“Exclure les cowboys du marché”

Le gouvernement fédéral a décrété des règles strictes pour les services d’envoi de messages brefs (SMS) via GSM et les numéros payants. Elles entreront pour la plupart en vigueur au 1er juillet et seraient nécessaires parce que l’autorégulation dans le secteur a échoué, précise le ministre pour l’Entreprise Vincent Van Quickenborne, également compétent en matière de Télécommunications. "Nous voulons écarter les cowboys du marché".

Les nouvelles règles introduites par le gouvernement fédéral sont notamment destinées à éviter que des consommateurs prennent, sans le savoir, des abonnements chers au service d’envoi de messages brefs via GSM, par exemple lorsqu’ils demandent que la réception de chaque SMS ou appel soit accompagnée par une sonnerie.

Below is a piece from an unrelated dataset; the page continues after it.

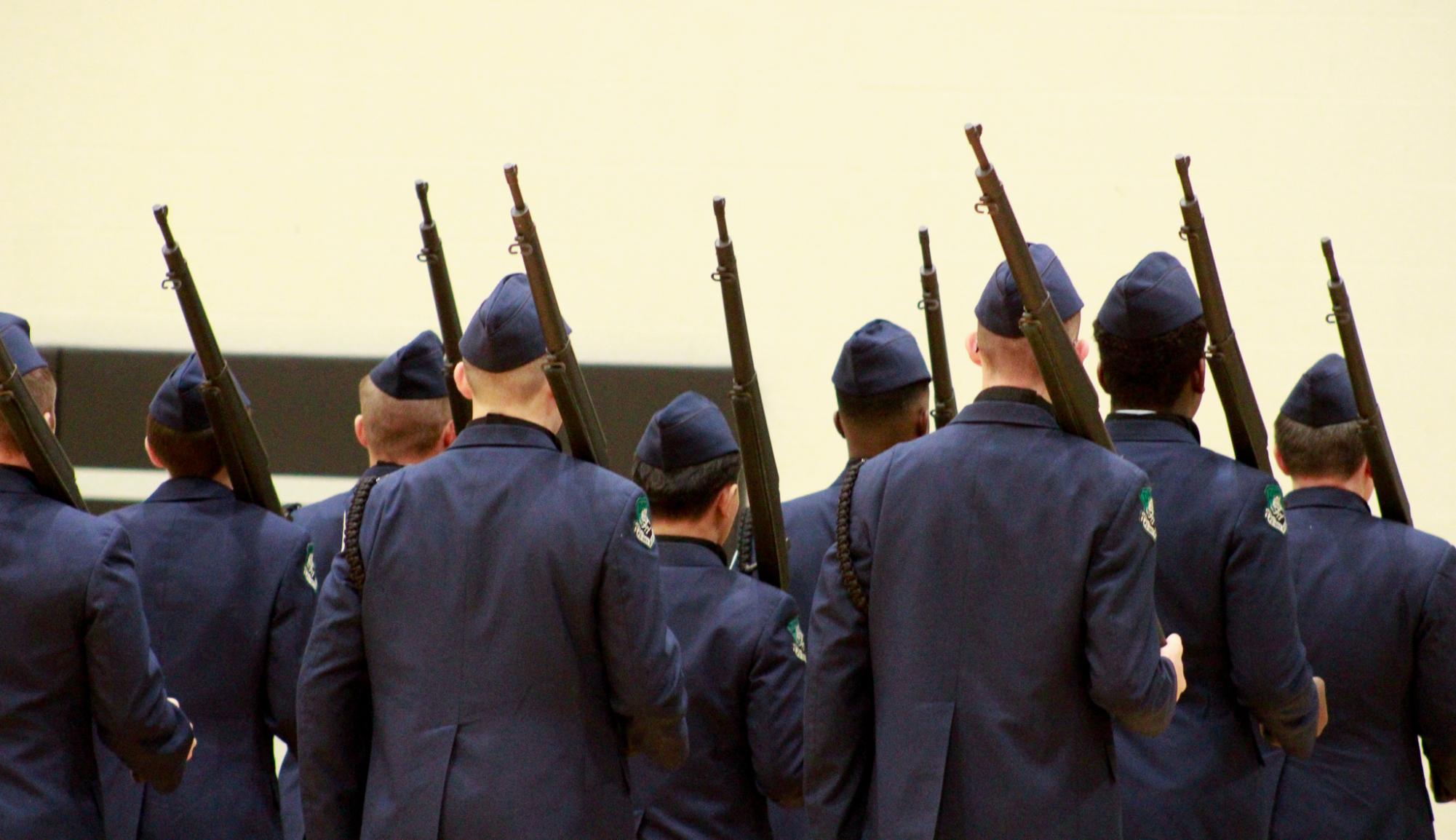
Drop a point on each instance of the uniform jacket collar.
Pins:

"Souvent vous pensez avoir demandé une sonnerie, mais sans le savoir vous avez en fait pris un abonnement qui, en fin de mois, s’avère coûter entre 30 et 50 euros", expliquait le ministre pour l’Entreprise Vincent Van Quickenborne (Open VLD, photo) ce mardi dans l’émission matinale "De Ochtend" à la VRT.

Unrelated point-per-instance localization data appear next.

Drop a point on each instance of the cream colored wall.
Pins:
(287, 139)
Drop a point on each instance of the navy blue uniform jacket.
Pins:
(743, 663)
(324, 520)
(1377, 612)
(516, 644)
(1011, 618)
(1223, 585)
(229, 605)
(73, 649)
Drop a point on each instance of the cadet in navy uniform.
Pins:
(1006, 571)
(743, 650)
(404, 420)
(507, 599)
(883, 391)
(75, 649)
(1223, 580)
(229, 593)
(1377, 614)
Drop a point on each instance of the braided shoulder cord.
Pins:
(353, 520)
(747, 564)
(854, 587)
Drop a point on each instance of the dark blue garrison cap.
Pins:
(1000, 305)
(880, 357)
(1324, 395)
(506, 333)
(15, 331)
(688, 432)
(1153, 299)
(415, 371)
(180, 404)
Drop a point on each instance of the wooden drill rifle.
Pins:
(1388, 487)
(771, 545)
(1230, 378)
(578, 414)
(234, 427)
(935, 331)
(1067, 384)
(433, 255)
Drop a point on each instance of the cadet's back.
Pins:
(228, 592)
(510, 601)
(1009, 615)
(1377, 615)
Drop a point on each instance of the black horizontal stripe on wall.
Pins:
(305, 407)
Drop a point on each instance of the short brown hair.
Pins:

"Il existe normalement un code d’autorégulation dans ce secteur, mais certains parviennent tout de même à tromper les consommateurs. Un Arrêté Royal doit maintenant mettre fin à ce genre de pratiques. Nous voulons écarter les cowboys du marché ". Les nouvelles règles devraient empêcher que des clients soient encore dupes d’opérateurs véreux qui proposent des services peu honnêtes.

L’Arrêté Royal, qui est publié ce mardi au Moniteur, comprend dix règles. Ainsi, le prix exact de chaque type de service devra dorénavant être clairement indiqué. Des services SMS tels qu’une sonnerie, des informations météo ou des flashs d’information ne pourront plus coûter davantage que 2 euros, et le client aura le droit de se désinscrire gratuitement de ces services en envoyant un SMS intitulé "stop". Si un service coûte en définitive plus de 10 euros au client, celui-ci aura le droit d’en être informé gratuitement.

Tous les opérateurs qui offrent des services devront disposer d’un service à la clientèle, qui doit être accessible via un numéro de téléphone fixe. "Une commission d’éthique sera également créée, à laquelle les clients pourront faire part de leurs plaintes. Cette dernière pourra imposer des amendes allant jusqu’à 125.000 euros ou retirer des permis. En d’autres termes, elle pourra réellement lutter contre les fraudeurs", concluait Vincent Van Quickenborne.

La plupart des règles entreront en vigueur au 1er juillet. Certaines d’entre elles nécessitent cependant encore des adaptations techniques et n’entreront donc en vigueur qu’au 1er décembre 2011.